Mulder's eyes went wide for an instant. The light had dawned. Scully saw it, and nodded to him as if to say - 'yes - that's right.' Then turning back to the message she translated it aloud.

"Abandon Hope All Ye Who Enter Here."

At that moment the phone in cubicle number thirteen began to ring. Everyone in the room froze and all conversation ceased for an instant. The only movement in the room came from Agent Scully as she calmly walked over to the phone and picked up the receiver. Then she sat down and began to speak. Within a few minutes, her whispering voice was joining the others as she too cajoled, gasped, pleaded, crooned, and whimpered to the demanding male voice on the other end of the line.

-end Part one-

 

 

The Caveat Emporium - PG

By Red Valerian

Part Two

 

 

A short but necessary chapter in which the plot thickens

 

 

Scully screeched out into the traffic, narrowly missing a nervous Volkswagon, which luckily managed to brake in time to avoid disaster. She then accelerated, across several lanes of traffic before shooting onto the entrance ramp and finally settling down on the inside lane of the four lane highway. Mulder chanced one nervous look at the speedometer and then ostentatiously fastened his seatbelt.

"Don't start, Mulder....." Scully hissed, without even turning her head. She downshifted and swerved into another lane to pass a plodding station wagon. Then she shot back into the first lane again, nearly cutting the wagon off.

"I haven't said a word, Scully. Not...a...single...word." His voice was tight. Strained.

She threw a quick glance at his face. "Yeah - well you were thinking too loud, OK? Knock it off."

Mulder stared out of the window and began to talk, as if to himself.

"I'm not even going to *ask* you what in the Hell you were doing back at that sleaze pit, Scully.
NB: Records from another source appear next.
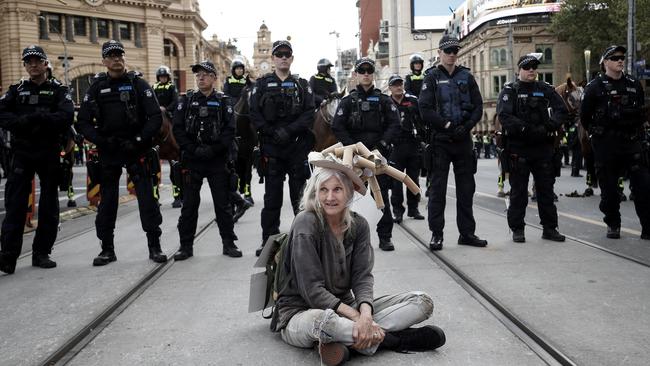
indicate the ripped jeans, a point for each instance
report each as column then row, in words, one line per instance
column 391, row 312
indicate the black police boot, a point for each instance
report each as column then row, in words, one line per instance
column 415, row 214
column 436, row 242
column 552, row 234
column 107, row 254
column 386, row 245
column 230, row 249
column 155, row 252
column 426, row 338
column 518, row 235
column 7, row 264
column 614, row 232
column 471, row 240
column 240, row 210
column 42, row 260
column 183, row 253
column 259, row 250
column 398, row 217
I don't even want to *know* why you picked up that phone and started giving that guy a very explicit verbal blow job. Right in front of God and everyone. So don't even *try* to explain."

He meant the exact opposite of course. He was daring her to try to explain. Ordering her to, in fact.

Mulder looked her way, waiting for her to start. He was willing to be fair. He'd hear her out. Then he'd wash her mouth out with soap.

Scully said nothing, however. She ignored his words completely and kept her eyes fixed on the road. At least she was driving a little less dangerously now. Mulder bore the silence for a few minutes, but then he finally gave in.

"Well Scully?" He was almost shouting. "What the *Hell* was going on in there? Are you going to tell me or not?"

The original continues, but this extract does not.